Aprendí a saber vivir con lo poco que me queda, porque lo último que se pierde en la
existencia es el aliento de vida; siempre que haya aliento de vida, pareciera ser que hay
esperanza sin importar nada más allá de eso.

Aprendí que lo importante es saber elegir, en todo momento, la actitud con la cual debo
enfrentar los temores, las circunstancias y las adversidades. Lo importante entonces es la
libertad última que nos queda como humanos, a pesar de todo o a pesar de nada; la libertad
de elegir cómo comportarnos y qué respuestas dar a la existencia, pese a no recibir del
universo lo que en nuestro más profundo imaginario deseamos.

A veces, aparentemente, nos corresponde vivir situaciones que no pedimos vivir. Se


presentan situaciones accidentadas que no son negociables vivir o no, pero nos queda la
posibilidad de la libertad; de la libertad para elegir cómo soportarlas, cómo afrontarlas,
cómo resolverlas, cómo superarlas. De eso se trata la vida; es dinámica, nos lleva, nos trae,
nos enseña, nos da, nos quita, pero perder no necesariamente es el desapego obligado o el
desarraigo de algo, perder es también la posibilidad de vaciarnos para poder llenarnos de
nuevo y aquellos seres humanos con los que me encontré en el contexto del
desplazamiento, de la vulneración de derechos, de la violencia, lo saben, han aprendido,
obligados o por la propia voluntad, a desapegarse para volver a llenarse, perder para volver
a ganar, cerrar ciclos para volver a comenzar otros nuevos.
Todo esto he aprendido, por que decidí abrirme a la posibilidad de aprender a partir de sus
experiencias y de sus relatos de vida. Tal vez ellos, conscientemente no me enseñaron. Es
más, probablemente veían en mí la posibilidad de aprender algo nuevo. Sin embargo, no les
enseñé nada, fueron ellos quienes me enseñaron una pequeña parte de todo lo que tienen
por enseñarle al mundo. Yo elegí vaciarme, como físicamente lo estaban ellos, para poder
ser lleno por ellos.

Sentido de vida

Nos pasamos la vida entera tratando de encontrar su sentido como si lo hubiésemos


extraviado en algún momento, pero el sentido está en las cosas pequeñas, en los detalles, en
lo cotidiano, en el otro, en lo que el otro me refleja y en mi reflejo en los ojos del otro.
Somos los demás de los demás, pero antes que nada, somos quienes somos, somos nosotros
mismos y allí radica el sentido, en nosotros mismos.
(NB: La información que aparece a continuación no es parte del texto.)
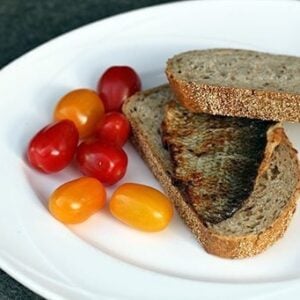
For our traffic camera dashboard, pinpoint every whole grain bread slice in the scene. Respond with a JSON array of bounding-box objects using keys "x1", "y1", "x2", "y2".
[
  {"x1": 123, "y1": 86, "x2": 299, "y2": 258},
  {"x1": 166, "y1": 49, "x2": 300, "y2": 122}
]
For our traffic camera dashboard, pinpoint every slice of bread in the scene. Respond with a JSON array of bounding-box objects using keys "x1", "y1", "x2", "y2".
[
  {"x1": 123, "y1": 86, "x2": 299, "y2": 258},
  {"x1": 166, "y1": 49, "x2": 300, "y2": 122}
]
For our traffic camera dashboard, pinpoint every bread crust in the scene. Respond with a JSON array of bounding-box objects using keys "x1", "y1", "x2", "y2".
[
  {"x1": 123, "y1": 86, "x2": 300, "y2": 258},
  {"x1": 166, "y1": 71, "x2": 300, "y2": 122}
]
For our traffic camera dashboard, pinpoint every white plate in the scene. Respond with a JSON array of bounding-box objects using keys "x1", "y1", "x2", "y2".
[{"x1": 0, "y1": 1, "x2": 300, "y2": 300}]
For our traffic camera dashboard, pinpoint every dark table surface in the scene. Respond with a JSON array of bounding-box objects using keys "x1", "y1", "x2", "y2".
[{"x1": 0, "y1": 0, "x2": 178, "y2": 300}]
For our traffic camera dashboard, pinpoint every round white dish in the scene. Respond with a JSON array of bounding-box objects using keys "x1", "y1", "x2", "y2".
[{"x1": 0, "y1": 1, "x2": 300, "y2": 300}]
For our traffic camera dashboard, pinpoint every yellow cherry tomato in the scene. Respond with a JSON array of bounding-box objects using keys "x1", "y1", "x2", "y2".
[
  {"x1": 109, "y1": 183, "x2": 173, "y2": 231},
  {"x1": 54, "y1": 89, "x2": 104, "y2": 138},
  {"x1": 48, "y1": 177, "x2": 106, "y2": 224}
]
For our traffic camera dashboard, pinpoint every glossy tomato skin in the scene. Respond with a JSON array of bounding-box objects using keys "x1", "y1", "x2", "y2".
[
  {"x1": 48, "y1": 177, "x2": 106, "y2": 224},
  {"x1": 54, "y1": 89, "x2": 104, "y2": 138},
  {"x1": 96, "y1": 112, "x2": 130, "y2": 147},
  {"x1": 27, "y1": 120, "x2": 78, "y2": 173},
  {"x1": 76, "y1": 140, "x2": 128, "y2": 185},
  {"x1": 97, "y1": 66, "x2": 141, "y2": 112},
  {"x1": 109, "y1": 183, "x2": 173, "y2": 232}
]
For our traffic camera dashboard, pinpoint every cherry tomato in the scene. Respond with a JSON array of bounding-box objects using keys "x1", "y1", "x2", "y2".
[
  {"x1": 76, "y1": 140, "x2": 128, "y2": 185},
  {"x1": 27, "y1": 120, "x2": 78, "y2": 173},
  {"x1": 98, "y1": 66, "x2": 141, "y2": 112},
  {"x1": 54, "y1": 89, "x2": 104, "y2": 138},
  {"x1": 109, "y1": 183, "x2": 173, "y2": 231},
  {"x1": 96, "y1": 112, "x2": 130, "y2": 147},
  {"x1": 48, "y1": 177, "x2": 106, "y2": 224}
]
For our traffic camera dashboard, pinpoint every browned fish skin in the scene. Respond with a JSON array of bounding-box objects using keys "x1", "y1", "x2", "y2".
[{"x1": 162, "y1": 102, "x2": 274, "y2": 224}]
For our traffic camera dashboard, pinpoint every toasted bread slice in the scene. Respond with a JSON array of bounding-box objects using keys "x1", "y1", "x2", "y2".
[
  {"x1": 166, "y1": 49, "x2": 300, "y2": 122},
  {"x1": 123, "y1": 86, "x2": 299, "y2": 258},
  {"x1": 162, "y1": 101, "x2": 276, "y2": 224}
]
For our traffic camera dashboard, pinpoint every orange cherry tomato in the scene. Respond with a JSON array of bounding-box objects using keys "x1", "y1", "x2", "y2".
[
  {"x1": 54, "y1": 89, "x2": 104, "y2": 138},
  {"x1": 48, "y1": 177, "x2": 106, "y2": 224},
  {"x1": 109, "y1": 183, "x2": 173, "y2": 231}
]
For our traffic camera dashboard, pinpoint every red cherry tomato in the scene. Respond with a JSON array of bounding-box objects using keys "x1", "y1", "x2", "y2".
[
  {"x1": 76, "y1": 140, "x2": 128, "y2": 185},
  {"x1": 98, "y1": 66, "x2": 141, "y2": 112},
  {"x1": 27, "y1": 120, "x2": 79, "y2": 173},
  {"x1": 96, "y1": 112, "x2": 130, "y2": 147}
]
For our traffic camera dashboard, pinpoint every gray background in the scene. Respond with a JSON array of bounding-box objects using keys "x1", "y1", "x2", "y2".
[{"x1": 0, "y1": 0, "x2": 178, "y2": 300}]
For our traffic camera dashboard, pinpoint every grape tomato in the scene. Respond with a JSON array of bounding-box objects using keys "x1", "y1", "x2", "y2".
[
  {"x1": 96, "y1": 112, "x2": 130, "y2": 147},
  {"x1": 76, "y1": 140, "x2": 128, "y2": 185},
  {"x1": 48, "y1": 177, "x2": 106, "y2": 224},
  {"x1": 109, "y1": 183, "x2": 173, "y2": 231},
  {"x1": 27, "y1": 120, "x2": 78, "y2": 173},
  {"x1": 97, "y1": 66, "x2": 141, "y2": 112},
  {"x1": 54, "y1": 89, "x2": 104, "y2": 138}
]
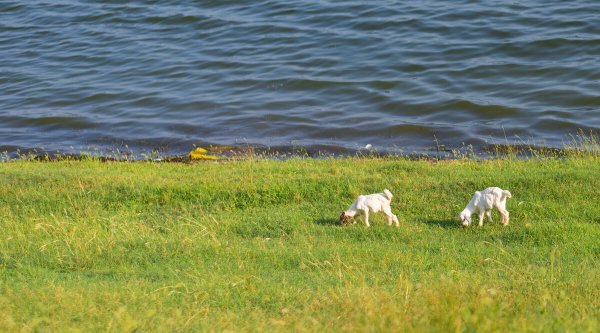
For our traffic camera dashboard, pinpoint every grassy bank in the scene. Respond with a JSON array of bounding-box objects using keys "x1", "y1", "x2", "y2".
[{"x1": 0, "y1": 157, "x2": 600, "y2": 332}]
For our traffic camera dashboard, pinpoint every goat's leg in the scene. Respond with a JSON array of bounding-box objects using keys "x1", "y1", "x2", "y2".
[
  {"x1": 500, "y1": 209, "x2": 510, "y2": 225},
  {"x1": 383, "y1": 208, "x2": 400, "y2": 227},
  {"x1": 485, "y1": 210, "x2": 492, "y2": 223},
  {"x1": 392, "y1": 214, "x2": 400, "y2": 228},
  {"x1": 363, "y1": 209, "x2": 371, "y2": 228}
]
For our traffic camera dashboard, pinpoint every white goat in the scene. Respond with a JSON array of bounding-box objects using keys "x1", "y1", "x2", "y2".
[
  {"x1": 459, "y1": 187, "x2": 512, "y2": 227},
  {"x1": 340, "y1": 189, "x2": 400, "y2": 227}
]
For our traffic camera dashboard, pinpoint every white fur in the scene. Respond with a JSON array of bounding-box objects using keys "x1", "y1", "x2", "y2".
[
  {"x1": 342, "y1": 189, "x2": 400, "y2": 227},
  {"x1": 460, "y1": 187, "x2": 512, "y2": 227}
]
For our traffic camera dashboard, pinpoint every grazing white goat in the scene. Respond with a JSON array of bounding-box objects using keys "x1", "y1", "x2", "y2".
[
  {"x1": 340, "y1": 189, "x2": 400, "y2": 227},
  {"x1": 460, "y1": 187, "x2": 512, "y2": 227}
]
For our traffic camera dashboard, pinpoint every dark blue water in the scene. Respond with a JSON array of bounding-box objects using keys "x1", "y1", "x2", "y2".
[{"x1": 0, "y1": 0, "x2": 600, "y2": 153}]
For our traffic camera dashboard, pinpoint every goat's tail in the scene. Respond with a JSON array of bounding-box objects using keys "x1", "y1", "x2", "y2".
[{"x1": 383, "y1": 188, "x2": 394, "y2": 200}]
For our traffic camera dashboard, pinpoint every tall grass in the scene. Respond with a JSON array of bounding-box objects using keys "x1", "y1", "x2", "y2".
[{"x1": 0, "y1": 154, "x2": 600, "y2": 332}]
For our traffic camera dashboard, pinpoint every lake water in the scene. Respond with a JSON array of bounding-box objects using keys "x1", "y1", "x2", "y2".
[{"x1": 0, "y1": 0, "x2": 600, "y2": 153}]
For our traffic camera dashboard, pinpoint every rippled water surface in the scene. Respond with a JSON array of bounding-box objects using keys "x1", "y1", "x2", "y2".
[{"x1": 0, "y1": 0, "x2": 600, "y2": 153}]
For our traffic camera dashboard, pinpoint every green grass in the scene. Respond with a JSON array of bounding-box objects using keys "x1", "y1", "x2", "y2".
[{"x1": 0, "y1": 156, "x2": 600, "y2": 332}]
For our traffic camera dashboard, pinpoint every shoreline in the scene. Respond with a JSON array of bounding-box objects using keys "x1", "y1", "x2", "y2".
[{"x1": 0, "y1": 134, "x2": 600, "y2": 162}]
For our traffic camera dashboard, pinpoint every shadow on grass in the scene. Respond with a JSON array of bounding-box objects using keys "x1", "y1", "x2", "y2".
[
  {"x1": 425, "y1": 220, "x2": 462, "y2": 229},
  {"x1": 315, "y1": 219, "x2": 342, "y2": 227}
]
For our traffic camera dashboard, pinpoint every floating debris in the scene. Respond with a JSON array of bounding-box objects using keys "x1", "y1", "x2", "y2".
[{"x1": 189, "y1": 147, "x2": 218, "y2": 161}]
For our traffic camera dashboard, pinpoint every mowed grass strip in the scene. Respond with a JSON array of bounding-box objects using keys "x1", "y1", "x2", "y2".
[{"x1": 0, "y1": 157, "x2": 600, "y2": 332}]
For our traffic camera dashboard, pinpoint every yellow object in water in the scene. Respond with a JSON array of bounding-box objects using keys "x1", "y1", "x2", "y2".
[{"x1": 189, "y1": 147, "x2": 218, "y2": 160}]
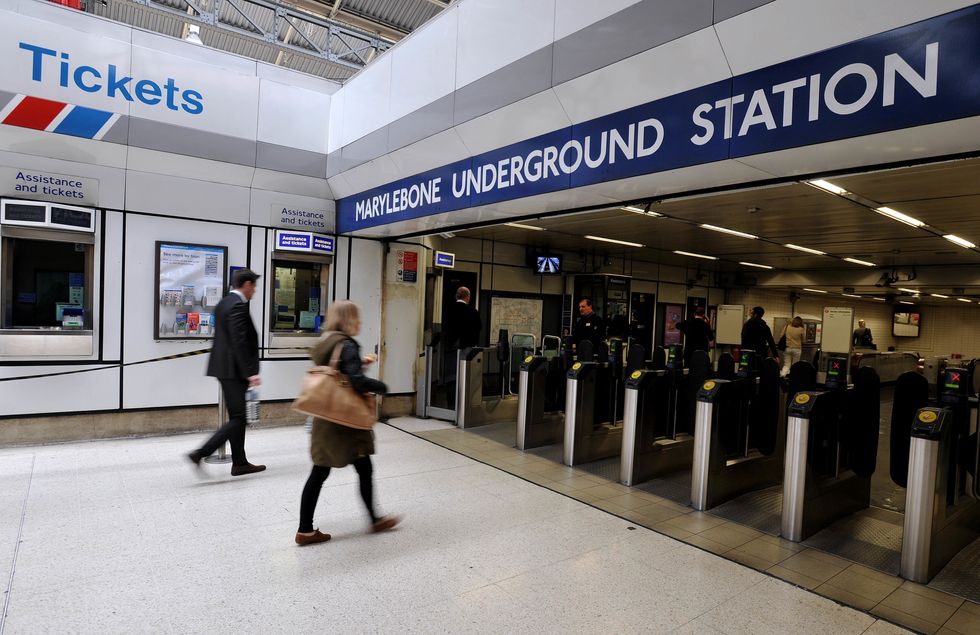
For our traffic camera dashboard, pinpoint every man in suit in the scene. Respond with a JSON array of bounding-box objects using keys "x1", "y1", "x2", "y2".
[
  {"x1": 443, "y1": 287, "x2": 483, "y2": 408},
  {"x1": 187, "y1": 269, "x2": 265, "y2": 476}
]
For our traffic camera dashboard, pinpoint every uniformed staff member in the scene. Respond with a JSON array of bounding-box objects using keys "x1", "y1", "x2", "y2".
[{"x1": 572, "y1": 298, "x2": 606, "y2": 351}]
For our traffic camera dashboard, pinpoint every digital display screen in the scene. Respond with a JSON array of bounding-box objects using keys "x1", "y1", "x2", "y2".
[{"x1": 534, "y1": 256, "x2": 561, "y2": 274}]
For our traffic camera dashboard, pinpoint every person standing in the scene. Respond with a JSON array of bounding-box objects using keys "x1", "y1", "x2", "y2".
[
  {"x1": 442, "y1": 287, "x2": 483, "y2": 409},
  {"x1": 572, "y1": 298, "x2": 606, "y2": 352},
  {"x1": 296, "y1": 300, "x2": 400, "y2": 546},
  {"x1": 782, "y1": 315, "x2": 806, "y2": 377},
  {"x1": 742, "y1": 306, "x2": 779, "y2": 364},
  {"x1": 187, "y1": 269, "x2": 265, "y2": 476},
  {"x1": 674, "y1": 306, "x2": 715, "y2": 367}
]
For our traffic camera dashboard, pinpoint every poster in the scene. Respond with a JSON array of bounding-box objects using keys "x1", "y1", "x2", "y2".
[
  {"x1": 155, "y1": 242, "x2": 228, "y2": 339},
  {"x1": 664, "y1": 304, "x2": 684, "y2": 347}
]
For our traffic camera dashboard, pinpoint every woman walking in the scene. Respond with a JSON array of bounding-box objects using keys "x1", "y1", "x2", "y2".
[{"x1": 296, "y1": 300, "x2": 399, "y2": 545}]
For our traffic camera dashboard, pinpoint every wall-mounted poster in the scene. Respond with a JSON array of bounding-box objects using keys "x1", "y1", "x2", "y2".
[{"x1": 154, "y1": 241, "x2": 228, "y2": 340}]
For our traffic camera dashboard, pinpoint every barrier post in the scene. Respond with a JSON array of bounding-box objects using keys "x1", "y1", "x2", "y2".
[{"x1": 204, "y1": 384, "x2": 231, "y2": 463}]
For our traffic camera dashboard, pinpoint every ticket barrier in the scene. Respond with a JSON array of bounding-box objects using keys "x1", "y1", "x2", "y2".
[
  {"x1": 893, "y1": 368, "x2": 980, "y2": 584},
  {"x1": 691, "y1": 350, "x2": 786, "y2": 511},
  {"x1": 517, "y1": 355, "x2": 565, "y2": 450},
  {"x1": 456, "y1": 340, "x2": 518, "y2": 428},
  {"x1": 782, "y1": 357, "x2": 881, "y2": 542},
  {"x1": 562, "y1": 340, "x2": 636, "y2": 466},
  {"x1": 619, "y1": 351, "x2": 711, "y2": 486}
]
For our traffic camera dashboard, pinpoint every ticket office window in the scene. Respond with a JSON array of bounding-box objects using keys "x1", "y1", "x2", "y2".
[{"x1": 270, "y1": 255, "x2": 330, "y2": 334}]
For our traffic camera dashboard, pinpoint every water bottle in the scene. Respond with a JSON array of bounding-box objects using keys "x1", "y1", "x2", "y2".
[{"x1": 245, "y1": 388, "x2": 259, "y2": 425}]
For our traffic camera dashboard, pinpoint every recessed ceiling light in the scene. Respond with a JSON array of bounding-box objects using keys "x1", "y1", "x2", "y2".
[
  {"x1": 674, "y1": 251, "x2": 718, "y2": 260},
  {"x1": 875, "y1": 207, "x2": 925, "y2": 227},
  {"x1": 700, "y1": 223, "x2": 758, "y2": 240},
  {"x1": 807, "y1": 179, "x2": 847, "y2": 195},
  {"x1": 844, "y1": 258, "x2": 878, "y2": 267},
  {"x1": 943, "y1": 234, "x2": 976, "y2": 249},
  {"x1": 586, "y1": 236, "x2": 643, "y2": 247},
  {"x1": 783, "y1": 243, "x2": 827, "y2": 256}
]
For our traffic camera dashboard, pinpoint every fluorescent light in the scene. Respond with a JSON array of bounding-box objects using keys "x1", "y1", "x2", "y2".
[
  {"x1": 875, "y1": 207, "x2": 925, "y2": 227},
  {"x1": 943, "y1": 234, "x2": 976, "y2": 249},
  {"x1": 674, "y1": 251, "x2": 718, "y2": 260},
  {"x1": 701, "y1": 223, "x2": 758, "y2": 240},
  {"x1": 807, "y1": 179, "x2": 847, "y2": 195},
  {"x1": 620, "y1": 205, "x2": 663, "y2": 221},
  {"x1": 843, "y1": 258, "x2": 878, "y2": 267},
  {"x1": 783, "y1": 243, "x2": 827, "y2": 256},
  {"x1": 586, "y1": 236, "x2": 643, "y2": 247}
]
El sentido de la existencia no se puede poner en lo que tenemos, en lo que nos falta, en lo


que nos sobra, en la pareja, en la familia, en los hijos, en el empleo, o en la carrera
profesional de nuestra elección. Allí no se encuentra el sentido, todo ello solo es el reflejo
ilusorio del sentido, porque el sentido se encuentra en lo que todo esto tiene en común, en
mí mismo.

Obtener un título universitario no me determina como ser humano. Me podrá otorgar un


estatus determinado, me podrá abrir la posibilidad de un empleo, y podrá constituirse en un
medio para resolver temporalmente mis necesidades más inmediatas, pero no me determina
como ser humano.

Mi ser está determinado por aquello en lo que transformo mis experiencias, por la actitud
que asumo ante los retos de la vida, por el aprendizaje continuo, por mi relación con los
otros, por mi obrar ante determinadas circunstancias, por la coherencia entre lo que digo, lo
que pienso y lo que hago.

Haber pasado por la academia y haber tenido la oportunidad de realizar un ejercicio


práctico de aquella profesión que proyecto ejercer en algún momento de mi vida, me han
nutrido enormemente, hacen fuerte mi intelecto, pero sobre todo, me fortalecen como ser
humano y aportan al sentido que le doy a mi existencia.

Fue una experiencia más. Pero la vida es eso, es un cúmulo de experiencias. Tejer y tejer
experiencias nuevas cada día para fortalecer el espíritu es una elección, ante todo, personal.
La vida es devenir. La vida no es reposo, tampoco es la quietud paradójica en la que nos ha
sumido la tecnología y el “desarrollo”, donde aparentemente nos movemos aceleradamente,
pero la verdad es que llevamos una postura estática dejándonos llevar por la marea. La vida
tiene un sentido diferente al que estamos acostumbrados. La vida tiene un sentido superior.